How to Get a Job With Python

Lazar Gugleta
Jun 24, 2020




There are so many websites out there offering job listings for different fields of jobs. Even though you might be at a certain position you should
 always look for a job and that can get boring. But here comes a simple solution in order to get through so many of those job offers with ease!

We are going to build an easy Python script to get job listings and filter them to your likings.

It is a simple use of Python and you do not need any specific skills to do this with me.

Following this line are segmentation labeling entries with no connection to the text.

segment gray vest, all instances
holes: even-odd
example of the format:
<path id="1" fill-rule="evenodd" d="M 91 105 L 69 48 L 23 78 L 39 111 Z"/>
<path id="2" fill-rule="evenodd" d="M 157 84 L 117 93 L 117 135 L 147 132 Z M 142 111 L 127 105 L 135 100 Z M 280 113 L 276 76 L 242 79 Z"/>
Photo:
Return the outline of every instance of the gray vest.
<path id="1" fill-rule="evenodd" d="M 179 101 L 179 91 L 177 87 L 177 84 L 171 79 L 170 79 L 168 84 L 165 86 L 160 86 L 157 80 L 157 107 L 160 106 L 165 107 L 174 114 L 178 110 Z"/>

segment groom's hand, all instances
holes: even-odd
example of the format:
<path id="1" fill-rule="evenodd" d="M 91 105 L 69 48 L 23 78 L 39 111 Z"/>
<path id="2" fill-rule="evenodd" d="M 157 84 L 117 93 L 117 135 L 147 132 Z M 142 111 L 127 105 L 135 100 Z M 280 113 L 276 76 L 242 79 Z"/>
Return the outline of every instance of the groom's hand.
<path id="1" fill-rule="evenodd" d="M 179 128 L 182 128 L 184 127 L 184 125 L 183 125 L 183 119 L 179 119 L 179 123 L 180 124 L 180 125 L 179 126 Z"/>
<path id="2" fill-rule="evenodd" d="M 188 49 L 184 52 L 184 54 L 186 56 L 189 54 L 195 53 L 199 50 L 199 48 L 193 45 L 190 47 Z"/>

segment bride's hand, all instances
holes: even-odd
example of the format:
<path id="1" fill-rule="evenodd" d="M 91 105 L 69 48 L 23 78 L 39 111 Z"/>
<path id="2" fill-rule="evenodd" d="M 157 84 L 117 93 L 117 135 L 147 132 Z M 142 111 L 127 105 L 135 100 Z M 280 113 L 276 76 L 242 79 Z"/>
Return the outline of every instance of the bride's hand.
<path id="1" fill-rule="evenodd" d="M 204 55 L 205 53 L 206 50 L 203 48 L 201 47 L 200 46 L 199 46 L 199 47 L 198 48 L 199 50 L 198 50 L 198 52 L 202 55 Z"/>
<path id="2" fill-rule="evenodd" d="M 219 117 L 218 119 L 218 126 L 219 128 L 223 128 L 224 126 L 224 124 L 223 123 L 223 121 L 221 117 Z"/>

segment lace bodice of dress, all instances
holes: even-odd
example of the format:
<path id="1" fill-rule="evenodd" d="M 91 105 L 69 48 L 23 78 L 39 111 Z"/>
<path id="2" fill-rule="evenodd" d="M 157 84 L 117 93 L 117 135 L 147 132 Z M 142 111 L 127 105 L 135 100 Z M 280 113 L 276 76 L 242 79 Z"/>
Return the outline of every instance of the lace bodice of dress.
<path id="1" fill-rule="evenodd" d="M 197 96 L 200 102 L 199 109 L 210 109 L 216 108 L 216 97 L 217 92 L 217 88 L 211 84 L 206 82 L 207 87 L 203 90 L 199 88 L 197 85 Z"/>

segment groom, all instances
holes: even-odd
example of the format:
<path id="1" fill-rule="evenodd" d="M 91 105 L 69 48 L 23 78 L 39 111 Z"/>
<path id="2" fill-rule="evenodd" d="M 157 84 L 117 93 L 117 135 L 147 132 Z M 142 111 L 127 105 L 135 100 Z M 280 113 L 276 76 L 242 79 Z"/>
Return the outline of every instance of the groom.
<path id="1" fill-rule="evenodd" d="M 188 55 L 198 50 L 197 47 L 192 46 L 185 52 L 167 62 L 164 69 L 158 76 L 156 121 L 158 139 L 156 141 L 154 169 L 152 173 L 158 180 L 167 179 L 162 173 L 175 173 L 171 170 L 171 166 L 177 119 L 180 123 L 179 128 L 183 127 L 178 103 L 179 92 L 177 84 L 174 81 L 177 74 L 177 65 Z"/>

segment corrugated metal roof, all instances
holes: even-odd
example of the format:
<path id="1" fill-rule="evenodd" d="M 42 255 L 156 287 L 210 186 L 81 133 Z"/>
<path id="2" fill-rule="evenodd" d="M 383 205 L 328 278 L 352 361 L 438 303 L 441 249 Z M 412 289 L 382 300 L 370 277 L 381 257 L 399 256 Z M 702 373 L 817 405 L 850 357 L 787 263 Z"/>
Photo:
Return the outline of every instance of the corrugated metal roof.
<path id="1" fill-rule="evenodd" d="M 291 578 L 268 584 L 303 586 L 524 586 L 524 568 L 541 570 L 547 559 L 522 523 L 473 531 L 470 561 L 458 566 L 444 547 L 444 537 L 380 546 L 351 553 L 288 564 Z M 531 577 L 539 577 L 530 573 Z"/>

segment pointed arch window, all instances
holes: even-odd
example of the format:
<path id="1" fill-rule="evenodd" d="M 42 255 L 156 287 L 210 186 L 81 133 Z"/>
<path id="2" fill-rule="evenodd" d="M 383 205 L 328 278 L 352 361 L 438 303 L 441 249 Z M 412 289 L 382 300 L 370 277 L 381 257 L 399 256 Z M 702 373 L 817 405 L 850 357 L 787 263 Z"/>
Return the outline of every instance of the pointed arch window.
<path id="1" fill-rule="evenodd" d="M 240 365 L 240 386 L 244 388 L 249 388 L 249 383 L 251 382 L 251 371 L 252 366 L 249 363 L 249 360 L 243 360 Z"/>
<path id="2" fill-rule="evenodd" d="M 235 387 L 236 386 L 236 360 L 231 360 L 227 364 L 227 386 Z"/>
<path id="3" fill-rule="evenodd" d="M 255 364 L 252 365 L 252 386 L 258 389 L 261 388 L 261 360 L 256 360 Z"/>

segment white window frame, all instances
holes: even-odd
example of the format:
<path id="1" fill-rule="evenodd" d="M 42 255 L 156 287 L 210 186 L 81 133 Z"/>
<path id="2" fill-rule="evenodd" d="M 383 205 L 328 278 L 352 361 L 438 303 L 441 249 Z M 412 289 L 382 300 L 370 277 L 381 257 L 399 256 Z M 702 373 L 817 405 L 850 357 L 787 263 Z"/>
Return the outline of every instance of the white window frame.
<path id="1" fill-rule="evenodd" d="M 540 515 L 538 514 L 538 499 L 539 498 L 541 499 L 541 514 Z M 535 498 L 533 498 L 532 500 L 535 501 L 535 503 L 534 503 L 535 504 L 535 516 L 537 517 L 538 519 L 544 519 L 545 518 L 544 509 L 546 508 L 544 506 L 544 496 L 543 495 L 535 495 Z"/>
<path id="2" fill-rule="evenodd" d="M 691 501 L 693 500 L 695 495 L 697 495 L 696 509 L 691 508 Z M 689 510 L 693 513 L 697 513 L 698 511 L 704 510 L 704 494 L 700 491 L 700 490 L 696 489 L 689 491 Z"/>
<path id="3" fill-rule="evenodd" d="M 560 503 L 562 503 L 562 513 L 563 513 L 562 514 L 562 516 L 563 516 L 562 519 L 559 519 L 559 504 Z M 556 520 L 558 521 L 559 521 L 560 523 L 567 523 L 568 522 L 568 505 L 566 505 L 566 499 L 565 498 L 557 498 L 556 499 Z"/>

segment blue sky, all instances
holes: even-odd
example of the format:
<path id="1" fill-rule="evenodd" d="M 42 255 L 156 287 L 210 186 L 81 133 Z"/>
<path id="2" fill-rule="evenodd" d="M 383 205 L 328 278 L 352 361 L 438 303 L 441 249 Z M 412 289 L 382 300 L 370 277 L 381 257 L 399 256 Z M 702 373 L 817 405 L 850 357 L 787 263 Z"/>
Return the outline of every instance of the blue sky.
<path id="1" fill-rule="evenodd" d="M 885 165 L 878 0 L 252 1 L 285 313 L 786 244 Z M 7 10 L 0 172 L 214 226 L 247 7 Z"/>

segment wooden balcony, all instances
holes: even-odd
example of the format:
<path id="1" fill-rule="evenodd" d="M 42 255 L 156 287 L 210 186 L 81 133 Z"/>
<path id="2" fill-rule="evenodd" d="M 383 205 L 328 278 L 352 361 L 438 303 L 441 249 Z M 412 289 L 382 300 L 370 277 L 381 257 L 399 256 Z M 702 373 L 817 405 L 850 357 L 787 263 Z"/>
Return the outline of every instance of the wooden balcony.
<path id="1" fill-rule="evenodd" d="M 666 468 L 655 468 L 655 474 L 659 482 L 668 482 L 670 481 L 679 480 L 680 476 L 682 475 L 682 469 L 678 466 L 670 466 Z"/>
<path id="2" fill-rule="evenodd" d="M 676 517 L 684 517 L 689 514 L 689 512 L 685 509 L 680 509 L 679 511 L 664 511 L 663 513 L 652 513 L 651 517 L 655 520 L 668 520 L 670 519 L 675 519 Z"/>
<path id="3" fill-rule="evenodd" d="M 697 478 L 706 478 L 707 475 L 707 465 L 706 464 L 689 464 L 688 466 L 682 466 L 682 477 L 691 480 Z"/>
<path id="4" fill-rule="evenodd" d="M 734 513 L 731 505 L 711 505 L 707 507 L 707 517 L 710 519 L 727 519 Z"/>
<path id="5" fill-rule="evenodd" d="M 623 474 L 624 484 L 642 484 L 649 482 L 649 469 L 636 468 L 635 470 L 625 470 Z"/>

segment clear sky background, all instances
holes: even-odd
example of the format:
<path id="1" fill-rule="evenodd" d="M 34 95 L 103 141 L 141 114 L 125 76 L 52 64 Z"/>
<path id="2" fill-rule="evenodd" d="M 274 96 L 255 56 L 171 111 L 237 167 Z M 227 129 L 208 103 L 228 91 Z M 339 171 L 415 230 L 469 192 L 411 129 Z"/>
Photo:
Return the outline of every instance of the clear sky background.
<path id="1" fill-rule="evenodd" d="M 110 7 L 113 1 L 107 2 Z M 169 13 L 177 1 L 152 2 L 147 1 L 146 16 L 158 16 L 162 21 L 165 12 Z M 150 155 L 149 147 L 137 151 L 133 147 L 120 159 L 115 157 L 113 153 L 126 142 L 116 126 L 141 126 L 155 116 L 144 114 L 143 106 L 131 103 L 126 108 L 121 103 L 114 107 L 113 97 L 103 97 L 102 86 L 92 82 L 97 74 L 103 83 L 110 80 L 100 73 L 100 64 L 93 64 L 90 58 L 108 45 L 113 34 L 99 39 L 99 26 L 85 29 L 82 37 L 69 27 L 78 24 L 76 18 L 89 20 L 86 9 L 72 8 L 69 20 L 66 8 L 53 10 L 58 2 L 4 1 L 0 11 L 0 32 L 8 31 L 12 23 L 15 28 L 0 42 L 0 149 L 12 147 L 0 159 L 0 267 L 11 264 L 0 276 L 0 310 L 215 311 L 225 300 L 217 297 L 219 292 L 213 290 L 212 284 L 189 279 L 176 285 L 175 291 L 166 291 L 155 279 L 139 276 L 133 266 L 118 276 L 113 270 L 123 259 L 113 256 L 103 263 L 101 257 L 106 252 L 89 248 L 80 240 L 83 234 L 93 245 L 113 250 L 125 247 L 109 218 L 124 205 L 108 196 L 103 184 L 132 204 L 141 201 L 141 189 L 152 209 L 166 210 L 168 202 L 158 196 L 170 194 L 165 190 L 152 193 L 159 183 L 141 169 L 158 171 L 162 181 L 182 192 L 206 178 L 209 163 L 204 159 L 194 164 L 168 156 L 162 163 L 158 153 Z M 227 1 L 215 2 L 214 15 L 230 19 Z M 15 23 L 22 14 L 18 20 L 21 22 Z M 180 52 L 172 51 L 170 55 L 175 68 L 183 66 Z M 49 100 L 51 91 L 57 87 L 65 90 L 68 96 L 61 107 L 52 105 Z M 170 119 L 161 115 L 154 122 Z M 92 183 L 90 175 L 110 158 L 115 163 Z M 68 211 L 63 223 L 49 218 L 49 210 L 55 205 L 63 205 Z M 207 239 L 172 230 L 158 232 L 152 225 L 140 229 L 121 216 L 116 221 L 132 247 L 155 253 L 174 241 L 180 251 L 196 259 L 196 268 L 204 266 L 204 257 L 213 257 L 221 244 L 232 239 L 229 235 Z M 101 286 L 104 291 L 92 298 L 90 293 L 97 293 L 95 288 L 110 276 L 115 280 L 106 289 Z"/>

We will go step by step and build everything together.

Let’s just jump right into it!





Coding


Plan the process

First, we have to find the job listing website that we are going to get the offers from.

I choose a website called Indeed. (It is just an example for this tutorial, but If you have a website you prefer to use for job hunting, please feel free to do so!)

Here is what we are going to do:

Filter the criteria of jobs that fit us and perform scraping on those.

Here is what Indeed’s website looks like after I search for Data Science in United States.


Search on the Website example

In the end, once we have our data, we are going to pack it into DataFrames and get a CSV file, which can be opened easily with Excel or Libre Office.





Setting up the environment

You are going to have to install a ChromeDriver and use it with Selenium, which is going to enable us to manipulate the browser and send commands to it for testing and after for use.

Open the link and download the file for your operating system. I recommend the latest stable release unless you know what you are doing already.

Next up, you need to unzip that file. I would recommend going into Files and doing it manually by right-clicking and then “Extract here”.



Inside the folder, there is a file called “chromedriver”, which we have to move to a specific folder on your computer.

Open the terminal and type these commands:

sudo su #enter the root mode
cd      #go back to base from the current location
mv /home/*your_pc_name*/Downloads/chromedriver /usr/local/bin #move the file to the right location

Just instead of *your_pc_name* insert your actual name of the computer.

There are a few more libraries needed for this to work:

In that terminal you should install these:

pip3 install pandas

Pandas is a fast, powerful, flexible, and easy to use open-source data analysis and manipulation tool, built on top of the Python programming language.

sudo pip3 install beautifulsoup4


Beautiful Soup
is a Python library for getting data out of HTML, XML, and other markup languages.

Once we are done with that, we open the editor. My personal choice is Visual Studio Code. It is straightforward to use, customizable, and light for your computer.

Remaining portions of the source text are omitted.